Before this change, ReadFromWithConcurrency would very often submit writes to the server out of order due to small timing differences when lots of blocks were queued and ready to send.

This causes more work for the server as seeking about the file isn't free. Writing chunks of a file out of order can also cause fragmentation and consequently loss of performance on that file.

This patch causes the write to the channel to be handled synchronously but the acks are received asynchronously allowing for many write packets to be in flight as before.

Before this change, ReadFromWithConcurrency would very often submit writes to the server out of order due to small timing differences when lots of blocks were queued and ready to send. This causes more work for the server as seeking about the file isn't free. Writing chunks of a file out of order can also cause fragmentation and consequently loss of performance on that file. This patch causes the write to the channel to be handled synchronously but the acks are received asynchronously allowing for many write packets to be in flight as before.

ncw · 2021-11-11T20:17:33Z

I speed tested this over a long wide pipe and I couldn't see any difference in speed before and after the patch, both about 40 MiB/s falling all the way back to 900KiB/s with concurrent writes disabled as you'd expect.

ncw · 2021-11-12T10:47:51Z

Thinking about this some more

this idea could be used in other reading and writing parts of the library
can replies to sftp messages come back out of order?
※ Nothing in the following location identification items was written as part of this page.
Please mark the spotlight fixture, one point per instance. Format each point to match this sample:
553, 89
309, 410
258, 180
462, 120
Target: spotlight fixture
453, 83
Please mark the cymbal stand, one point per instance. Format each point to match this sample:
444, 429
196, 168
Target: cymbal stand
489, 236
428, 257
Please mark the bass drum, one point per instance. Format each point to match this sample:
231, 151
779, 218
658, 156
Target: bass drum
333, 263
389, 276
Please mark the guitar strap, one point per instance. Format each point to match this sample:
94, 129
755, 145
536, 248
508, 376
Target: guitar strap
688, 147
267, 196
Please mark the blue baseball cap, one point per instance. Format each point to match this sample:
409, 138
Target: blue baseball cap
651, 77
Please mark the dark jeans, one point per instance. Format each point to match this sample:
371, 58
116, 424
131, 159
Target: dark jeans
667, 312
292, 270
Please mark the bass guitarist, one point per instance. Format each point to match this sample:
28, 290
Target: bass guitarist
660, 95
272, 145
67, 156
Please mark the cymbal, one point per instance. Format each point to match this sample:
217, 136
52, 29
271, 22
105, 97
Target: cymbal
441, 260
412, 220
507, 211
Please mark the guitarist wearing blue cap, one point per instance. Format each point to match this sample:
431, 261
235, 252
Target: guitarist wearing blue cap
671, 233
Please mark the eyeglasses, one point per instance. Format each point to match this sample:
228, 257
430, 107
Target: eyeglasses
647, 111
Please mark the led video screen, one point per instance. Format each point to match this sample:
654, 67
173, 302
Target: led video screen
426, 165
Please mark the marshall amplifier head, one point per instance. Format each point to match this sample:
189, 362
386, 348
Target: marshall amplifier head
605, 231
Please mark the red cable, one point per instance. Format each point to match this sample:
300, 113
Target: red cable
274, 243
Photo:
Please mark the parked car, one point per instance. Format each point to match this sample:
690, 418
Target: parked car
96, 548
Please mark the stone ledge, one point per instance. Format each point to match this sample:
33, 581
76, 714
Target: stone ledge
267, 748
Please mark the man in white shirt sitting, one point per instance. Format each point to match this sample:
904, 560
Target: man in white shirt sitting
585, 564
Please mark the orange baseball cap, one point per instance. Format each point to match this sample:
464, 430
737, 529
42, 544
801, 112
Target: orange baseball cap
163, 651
If not then starting concurrency go routines isn't necessary, only one is needed

drakkan · 2021-11-14T15:33:26Z

Hi,

thanks for the contribution, it seems fine to me, however this code was written by @puellanivis, at the moment she has some personal issues, please wait some time for her to have a chance to have a look to the code, thanks for your patience

puellanivis · 2021-11-14T20:36:14Z

Indeed, sequential ordering of requests is probably a good idea, and I think I was writing it into the client updates.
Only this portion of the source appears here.